# New guitar pieces please.



## malc (Apr 19, 2018)

Anybody writing transparent stuff ensemble or solo [or write one now?]


----------



## pkoi (Jun 10, 2017)

I have, theme and variations for solo guitar. Wrote it a few years ago. I'm not entirely satisfied with it, but I think it has some cool parts.


__
https://soundcloud.com/pekka-koivisto%2Ftheme-and-variations-for-guitar-solo


----------



## Phil loves classical (Feb 8, 2017)

pkoi said:


> I have, theme and variations for solo guitar. Wrote it a few years ago. I'm not entirely satisfied with it, but I think it has some cool parts.
> 
> 
> __
> https://soundcloud.com/pekka-koivisto%2Ftheme-and-variations-for-guitar-solo


Interesting harmony.


----------



## malc (Apr 19, 2018)

Nice spatial feel , sensitivity , tempo subtlety ,i was hoping for a score [or is that just cheeky?]


----------



## pkoi (Jun 10, 2017)

Hi, sorry for replying so late. I somehow missed this reply earlier.
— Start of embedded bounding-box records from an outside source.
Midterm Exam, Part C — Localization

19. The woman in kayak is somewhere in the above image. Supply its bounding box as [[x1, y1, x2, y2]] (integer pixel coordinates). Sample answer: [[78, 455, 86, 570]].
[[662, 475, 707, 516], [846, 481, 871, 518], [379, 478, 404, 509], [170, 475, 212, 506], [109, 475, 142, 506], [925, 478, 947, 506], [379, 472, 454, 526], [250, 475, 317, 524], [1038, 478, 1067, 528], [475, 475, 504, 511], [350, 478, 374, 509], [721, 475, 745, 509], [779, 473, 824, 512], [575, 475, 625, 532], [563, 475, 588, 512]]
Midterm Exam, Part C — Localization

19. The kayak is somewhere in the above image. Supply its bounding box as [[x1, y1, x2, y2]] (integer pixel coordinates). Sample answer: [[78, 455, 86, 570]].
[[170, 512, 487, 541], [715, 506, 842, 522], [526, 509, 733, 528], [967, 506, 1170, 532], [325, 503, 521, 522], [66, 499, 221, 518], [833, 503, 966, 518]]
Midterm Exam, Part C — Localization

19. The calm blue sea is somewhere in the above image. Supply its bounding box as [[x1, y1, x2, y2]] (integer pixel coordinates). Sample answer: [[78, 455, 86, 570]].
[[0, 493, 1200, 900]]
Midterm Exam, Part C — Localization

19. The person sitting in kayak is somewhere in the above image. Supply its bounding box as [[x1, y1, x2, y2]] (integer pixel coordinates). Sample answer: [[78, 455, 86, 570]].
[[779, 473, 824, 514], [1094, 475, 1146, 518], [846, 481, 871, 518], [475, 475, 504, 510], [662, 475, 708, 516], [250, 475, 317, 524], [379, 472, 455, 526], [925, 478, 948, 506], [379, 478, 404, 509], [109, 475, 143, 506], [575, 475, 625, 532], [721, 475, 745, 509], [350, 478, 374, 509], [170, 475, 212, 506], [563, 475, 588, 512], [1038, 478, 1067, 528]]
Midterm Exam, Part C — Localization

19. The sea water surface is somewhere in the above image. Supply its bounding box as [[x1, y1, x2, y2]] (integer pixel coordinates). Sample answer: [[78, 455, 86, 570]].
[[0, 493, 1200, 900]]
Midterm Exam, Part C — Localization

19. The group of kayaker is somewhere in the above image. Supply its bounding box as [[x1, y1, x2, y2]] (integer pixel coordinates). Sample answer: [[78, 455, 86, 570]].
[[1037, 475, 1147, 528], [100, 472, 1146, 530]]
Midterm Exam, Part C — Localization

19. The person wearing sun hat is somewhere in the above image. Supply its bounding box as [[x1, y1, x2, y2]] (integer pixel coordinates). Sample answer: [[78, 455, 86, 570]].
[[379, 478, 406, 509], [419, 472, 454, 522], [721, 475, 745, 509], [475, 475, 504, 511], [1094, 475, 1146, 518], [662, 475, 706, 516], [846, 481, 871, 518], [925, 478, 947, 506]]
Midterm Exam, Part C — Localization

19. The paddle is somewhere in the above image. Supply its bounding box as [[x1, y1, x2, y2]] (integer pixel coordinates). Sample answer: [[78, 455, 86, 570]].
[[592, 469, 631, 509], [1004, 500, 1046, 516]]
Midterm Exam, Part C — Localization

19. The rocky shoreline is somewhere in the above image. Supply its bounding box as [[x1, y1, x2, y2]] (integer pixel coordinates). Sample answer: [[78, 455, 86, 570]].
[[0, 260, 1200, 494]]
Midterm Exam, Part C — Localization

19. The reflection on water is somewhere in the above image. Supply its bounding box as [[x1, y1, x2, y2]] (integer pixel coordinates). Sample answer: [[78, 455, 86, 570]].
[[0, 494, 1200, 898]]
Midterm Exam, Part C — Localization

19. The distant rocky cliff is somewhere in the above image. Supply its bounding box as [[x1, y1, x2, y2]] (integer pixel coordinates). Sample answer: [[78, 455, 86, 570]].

Naturally I can provide the score, it should be attached to this message.

Regards,

Pekka


----------



## malc (Apr 19, 2018)

Seems quite do-able , have you put it on youtube , or musescore?


----------



## pkoi (Jun 10, 2017)

I don't have it on youtube but check the audio link above.


__
https://soundcloud.com/


----------